# Adam-12 Wip



## RallyJack

Thought I might share this. It is the '68 Plymouth 4Dr resin body from R&R Resin Realm (http://www.resinrealm.net/) on the '68 2Dr AMT RoadRunner donor kit. The proper "Can" roof lights (not shown) are from MichiganCopCruiser on Ebay. MCC has lots of Police equipment in 1/43, 1/28, 1/24, 1/25 and 1/18 scale. I made the decals.


----------



## Scorpitat

One Adam 12, One Adam 12, disturbance at 1453 Caraba Road. See the man,,,,,,

Oh, what memories!

Sincerely,
Scorp. :wave:


----------



## Jafo

nice work


----------



## Zombie_61

Under the heading of constructive criticism, when compared to photos of the actual car the "Police", "80817", and "Protect and Serve" decals are a _little_ large.

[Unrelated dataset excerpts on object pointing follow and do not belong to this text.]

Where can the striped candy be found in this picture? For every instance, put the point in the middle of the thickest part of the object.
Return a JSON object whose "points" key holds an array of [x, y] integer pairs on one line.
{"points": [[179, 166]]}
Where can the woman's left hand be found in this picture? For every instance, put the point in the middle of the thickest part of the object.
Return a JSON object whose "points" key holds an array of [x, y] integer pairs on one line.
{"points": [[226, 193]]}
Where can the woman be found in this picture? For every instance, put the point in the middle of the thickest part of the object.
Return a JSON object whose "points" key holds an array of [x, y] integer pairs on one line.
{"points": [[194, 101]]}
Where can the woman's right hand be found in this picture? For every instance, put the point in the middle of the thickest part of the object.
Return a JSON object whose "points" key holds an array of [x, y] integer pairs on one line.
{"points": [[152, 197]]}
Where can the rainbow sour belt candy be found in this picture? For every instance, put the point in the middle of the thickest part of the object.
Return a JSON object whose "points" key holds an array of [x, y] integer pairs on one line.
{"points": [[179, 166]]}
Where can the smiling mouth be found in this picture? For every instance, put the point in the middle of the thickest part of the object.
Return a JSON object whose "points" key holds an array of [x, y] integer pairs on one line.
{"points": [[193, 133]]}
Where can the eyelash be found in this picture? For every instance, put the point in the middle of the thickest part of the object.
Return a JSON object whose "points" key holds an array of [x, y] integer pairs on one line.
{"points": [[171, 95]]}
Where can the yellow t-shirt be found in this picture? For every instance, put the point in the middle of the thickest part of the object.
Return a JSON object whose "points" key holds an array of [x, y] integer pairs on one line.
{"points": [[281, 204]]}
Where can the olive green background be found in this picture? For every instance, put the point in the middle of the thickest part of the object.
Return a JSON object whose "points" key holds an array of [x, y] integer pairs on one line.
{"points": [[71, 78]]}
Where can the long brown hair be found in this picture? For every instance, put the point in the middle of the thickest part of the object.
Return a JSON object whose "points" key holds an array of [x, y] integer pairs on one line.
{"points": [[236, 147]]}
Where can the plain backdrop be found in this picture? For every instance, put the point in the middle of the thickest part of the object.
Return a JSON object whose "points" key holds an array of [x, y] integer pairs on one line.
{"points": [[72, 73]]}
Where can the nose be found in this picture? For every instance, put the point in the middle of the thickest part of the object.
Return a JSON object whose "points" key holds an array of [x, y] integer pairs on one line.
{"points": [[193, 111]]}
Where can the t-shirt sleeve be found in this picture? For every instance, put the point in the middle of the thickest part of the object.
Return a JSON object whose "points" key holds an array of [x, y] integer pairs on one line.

Otherwise, nice work so far! Be sure to post more progress photos! :thumbsup:


----------



## Guy Schlicter

RallyJack said:


> Thought I might share this. It is the '68 Plymouth 4Dr resin body from R&R Resin Realm (http://www.resinrealm.net/) on the '68 2Dr AMT RoadRunner donor kit. The proper "Can" roof lights (not shown) are from MichiganCopCruiser on Ebay. MCC has lots of Police equipment in 1/43, 1/28, 1/24, 1/25 and 1/18 scale. I made the decals.


Very Cool! Looks just like their first Police Car. MPC actually made I read a model of the Adam 12 Police Car. I saw the box and it had a picture of the Police Car, the one used in the first 3 seasons and a Picture of the best cops of all Martin Milner and Kent McCord. I too am a fan of Adam 12 and my Father was a retired N.Y.C. Police Officer.


----------



## DinoMike

That was a fan-made box, unfortunately. There never was an Adam-12 kit.


----------



## swhite228

DinoMike said:


> That was a fan-made box, unfortunately. There never was an Adam-12 kit.


The closest kit was the JoHan Police car which could be built as a car from Chicago, Detroit, New York city , or Los Angeles.


----------



## Thomas Becker

Yes there was a Adam-12 kit cause I built one back in the early 70's


----------



## Milton Fox Racing

Thomas Becker said:


> Yes there was a Adam-12 kit cause I built one back in the early 70's


I didnt build the kit, but seem to remember one with there images somewhere on the box too. :cheers2:


----------



## HOBBYENTHUSIAST

RallyJack said:


> Thought I might share this. It is the '68 Plymouth 4Dr resin body from R&R Resin Realm (Resin Realm Home Page) on the '68 2Dr AMT RoadRunner donor kit. The proper "Can" roof lights (not shown) are from MichiganCopCruiser on Ebay. MCC has lots of Police equipment in 1/43, 1/28, 1/24, 1/25 and 1/18 scale. I made the decals.


----------



## HOBBYENTHUSIAST

Hello,Could you make another one of these?


----------



## Milton Fox Racing

@RallyJack hasnt been around since 2012. You will have to give this one a shot on your own. Did you check the vendor links to see if they are still around? 🤙


----------



## irishtrek

1 Adamt-12, 1 Adam-12 415 fight group with chains and knives. 1 Adam-12 handle code 3.


----------